At the same time, we share this world with other forms of life. In common with the Buddhists, we can understand that the animals around us may contain the souls of people we once knew, who have slipped back down the scale and are striving once more to reach human form. They deserve our compassion – and who knows, perhaps we ourselves may once more be reborn as an animal, and may need the compassion of others. 

Furthermore, there are the other Peoples we share this world with: the Tree People, with their slow intelligences and subterranean connections and communities; the Tylwyth Teg – the Fair Folk; and the disembodied spirits continuing their journey to higher levels of gwynfyd, outside the world of flesh.

However, there was one aspect of our existence that was not clear to me then, and which has become clearer since. A fellow member of an OBOD forum brought it up: if a given spirit can be reincarnated in any part of the world, in any society, how can there be any true bond with our physical family? How can there be a bond with our ancestors and descendants, other than in the most abstract form?

As I thought about this, the answer became clear. 

In this life, we exist as an eternal spirit temporarily incarnate in flesh. This combination, combined with our responses to our experiences, is what makes up our personality. The eternal aspect of the spirit retains awareness of its previous existences in flesh, but this memory is only rarely available to the personality of a particular incarnation.

The breakthrough I had was to understand that who we are is not simply a blank mind born into a fresh body, which only begins to develop a personality after it is born and begins to experience the material world. In fact, the flesh and the mind are marked from the moment of conception.
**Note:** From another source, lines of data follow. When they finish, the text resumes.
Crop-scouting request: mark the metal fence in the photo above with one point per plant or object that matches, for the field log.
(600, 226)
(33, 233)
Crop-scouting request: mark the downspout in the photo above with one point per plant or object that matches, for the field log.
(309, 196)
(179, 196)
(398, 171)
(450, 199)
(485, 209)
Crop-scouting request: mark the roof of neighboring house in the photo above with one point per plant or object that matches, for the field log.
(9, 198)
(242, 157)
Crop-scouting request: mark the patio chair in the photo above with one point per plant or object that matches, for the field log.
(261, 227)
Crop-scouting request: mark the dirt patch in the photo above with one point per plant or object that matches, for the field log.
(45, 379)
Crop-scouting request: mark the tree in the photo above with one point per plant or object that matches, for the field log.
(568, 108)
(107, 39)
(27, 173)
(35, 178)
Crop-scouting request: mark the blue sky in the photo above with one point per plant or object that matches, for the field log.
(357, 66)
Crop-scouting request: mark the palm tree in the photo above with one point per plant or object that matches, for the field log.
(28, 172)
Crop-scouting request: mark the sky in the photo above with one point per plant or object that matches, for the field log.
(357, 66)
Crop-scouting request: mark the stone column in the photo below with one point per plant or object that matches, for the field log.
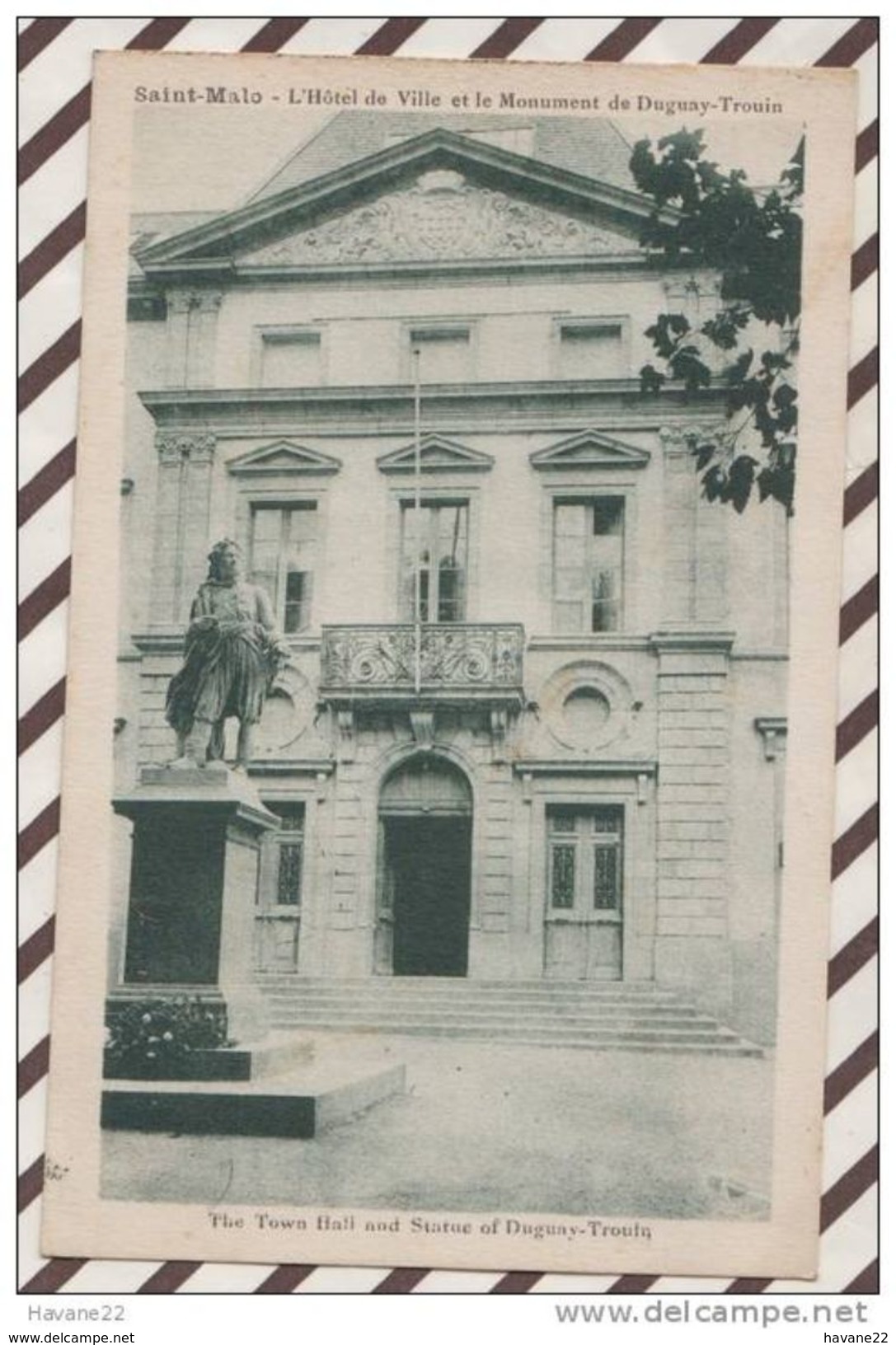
(179, 306)
(693, 950)
(194, 532)
(202, 338)
(696, 537)
(182, 523)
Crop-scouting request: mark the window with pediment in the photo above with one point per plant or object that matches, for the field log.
(434, 560)
(585, 860)
(589, 570)
(283, 559)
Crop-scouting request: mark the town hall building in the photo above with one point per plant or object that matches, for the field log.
(532, 724)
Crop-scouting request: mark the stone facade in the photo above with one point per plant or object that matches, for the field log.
(585, 730)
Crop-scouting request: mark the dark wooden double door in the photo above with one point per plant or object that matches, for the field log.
(428, 876)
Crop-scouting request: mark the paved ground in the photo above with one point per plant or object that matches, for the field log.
(497, 1127)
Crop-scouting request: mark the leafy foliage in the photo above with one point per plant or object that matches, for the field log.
(708, 219)
(153, 1038)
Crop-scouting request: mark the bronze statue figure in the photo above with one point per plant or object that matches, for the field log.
(232, 655)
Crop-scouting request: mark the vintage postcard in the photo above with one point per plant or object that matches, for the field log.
(448, 780)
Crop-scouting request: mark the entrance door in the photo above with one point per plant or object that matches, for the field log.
(428, 866)
(584, 908)
(424, 870)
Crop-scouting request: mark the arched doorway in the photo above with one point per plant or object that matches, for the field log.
(425, 819)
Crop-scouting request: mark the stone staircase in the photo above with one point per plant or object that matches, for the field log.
(592, 1015)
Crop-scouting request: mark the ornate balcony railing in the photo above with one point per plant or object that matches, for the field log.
(455, 662)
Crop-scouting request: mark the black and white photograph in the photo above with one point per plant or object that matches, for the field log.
(449, 891)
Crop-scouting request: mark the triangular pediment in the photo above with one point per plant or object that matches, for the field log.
(440, 215)
(439, 197)
(284, 459)
(436, 455)
(589, 448)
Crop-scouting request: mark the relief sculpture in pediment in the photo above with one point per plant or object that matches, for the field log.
(442, 217)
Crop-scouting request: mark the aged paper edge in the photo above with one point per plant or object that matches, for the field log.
(76, 1221)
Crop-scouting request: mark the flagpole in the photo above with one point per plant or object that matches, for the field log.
(419, 523)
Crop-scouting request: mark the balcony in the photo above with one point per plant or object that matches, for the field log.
(453, 663)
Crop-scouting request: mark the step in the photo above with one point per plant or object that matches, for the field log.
(462, 986)
(300, 1015)
(556, 1036)
(717, 1043)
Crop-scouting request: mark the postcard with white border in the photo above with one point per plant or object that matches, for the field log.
(448, 779)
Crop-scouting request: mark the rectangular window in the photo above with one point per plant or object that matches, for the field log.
(591, 350)
(285, 889)
(444, 354)
(434, 561)
(283, 555)
(585, 860)
(589, 565)
(291, 359)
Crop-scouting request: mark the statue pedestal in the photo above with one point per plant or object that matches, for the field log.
(190, 939)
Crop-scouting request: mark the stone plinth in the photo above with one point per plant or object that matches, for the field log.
(298, 1107)
(191, 904)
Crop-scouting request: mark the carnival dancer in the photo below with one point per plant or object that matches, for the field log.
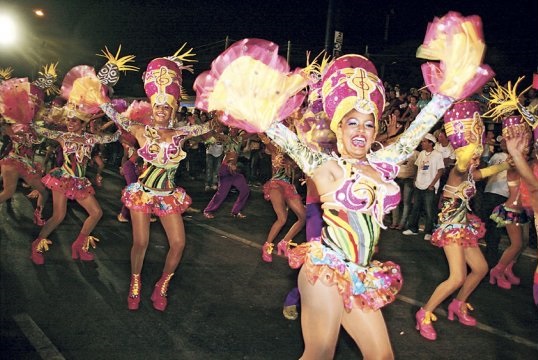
(340, 284)
(280, 190)
(229, 176)
(505, 102)
(155, 192)
(69, 181)
(511, 215)
(20, 101)
(138, 111)
(459, 230)
(313, 129)
(529, 173)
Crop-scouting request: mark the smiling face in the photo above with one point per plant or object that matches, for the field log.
(74, 125)
(356, 134)
(162, 115)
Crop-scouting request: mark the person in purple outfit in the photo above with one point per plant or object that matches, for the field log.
(229, 177)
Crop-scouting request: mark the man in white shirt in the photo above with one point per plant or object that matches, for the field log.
(495, 193)
(430, 167)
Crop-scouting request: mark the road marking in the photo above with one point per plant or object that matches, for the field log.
(408, 300)
(37, 337)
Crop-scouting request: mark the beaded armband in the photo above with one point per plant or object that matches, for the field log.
(307, 159)
(410, 139)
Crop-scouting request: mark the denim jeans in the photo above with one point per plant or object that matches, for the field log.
(424, 204)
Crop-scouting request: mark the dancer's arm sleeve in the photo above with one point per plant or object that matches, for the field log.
(410, 139)
(307, 159)
(48, 133)
(493, 169)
How so? Science is gradually discovering that memory can be physically transmitted between generations:

Briefly it seems that memories, in some way that we still understand only imperfectly, can be transmitted genetically between generations. Since a woman’s eggs develop during gestation along with the rest of her body, the memories genetically encoded in those eggs are those of her own mother: our genetic memories thus begin with those of our grandparents, not our parents. Our own experiences, captured in our genes, will only begin to affect our grandchildren, not our children.
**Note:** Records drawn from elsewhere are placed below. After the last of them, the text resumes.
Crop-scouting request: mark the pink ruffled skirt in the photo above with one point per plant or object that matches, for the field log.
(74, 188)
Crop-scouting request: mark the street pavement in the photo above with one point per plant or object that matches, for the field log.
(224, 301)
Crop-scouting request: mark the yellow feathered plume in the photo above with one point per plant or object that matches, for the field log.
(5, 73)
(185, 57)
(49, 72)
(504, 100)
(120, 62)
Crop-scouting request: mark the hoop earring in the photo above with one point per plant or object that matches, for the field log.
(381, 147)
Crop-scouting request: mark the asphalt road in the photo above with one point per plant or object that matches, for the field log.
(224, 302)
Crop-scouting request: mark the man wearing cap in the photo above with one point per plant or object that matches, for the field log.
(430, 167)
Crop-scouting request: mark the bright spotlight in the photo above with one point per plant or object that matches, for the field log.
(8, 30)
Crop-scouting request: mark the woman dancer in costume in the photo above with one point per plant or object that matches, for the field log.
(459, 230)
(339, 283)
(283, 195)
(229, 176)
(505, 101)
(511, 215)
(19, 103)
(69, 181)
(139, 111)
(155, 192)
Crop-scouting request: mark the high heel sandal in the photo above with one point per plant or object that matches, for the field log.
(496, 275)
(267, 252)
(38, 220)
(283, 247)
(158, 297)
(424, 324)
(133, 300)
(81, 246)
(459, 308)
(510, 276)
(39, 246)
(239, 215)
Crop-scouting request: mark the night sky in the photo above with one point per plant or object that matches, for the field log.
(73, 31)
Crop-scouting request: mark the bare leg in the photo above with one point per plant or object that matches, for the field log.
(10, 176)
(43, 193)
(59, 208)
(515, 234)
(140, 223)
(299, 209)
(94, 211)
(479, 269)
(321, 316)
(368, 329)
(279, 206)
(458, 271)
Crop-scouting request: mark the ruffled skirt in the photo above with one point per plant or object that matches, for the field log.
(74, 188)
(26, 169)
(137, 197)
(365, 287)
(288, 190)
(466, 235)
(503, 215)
This adds a third dimension to the loom of life. The first dimension derives from the experiences of past existences. The second dimension derives from our interaction with the world around us, both human and non-human.

The third dimension of our life is derived from our grandparents, and their grandparents, and their grandparents so on. Their experiences are literally encoded into our being. To what extent do they influence us? It’s impossible for us to know, especially in Western culture, where so few of us ever know our grandparents well on a personal level. Nevertheless, the science is showing us that we are bound to our ancestors not only on a physical level, not only through the culture they passed down to us, but by genetically inherited trauma and experience. In our lives, we are dealing not only with our own experience but with those of our grandparents. Similarly, the experiences we live through will have after-effects that our grandchildren will have to deal with, even if they never meet us or learn anything about us.

This is why our family is important. This is why we have a duty to know and honour our ancestors; this is why we have a duty to those who will follow us in our family line. Our choices in this lifetime – towards compassion and spiritual advancement, or towards our base urges and animal nature – reflect not only our own responses to our environment, but our ancestors’ responses to theirs. Our spiritual journey is therefore not only ours alone, but that of our ancestors.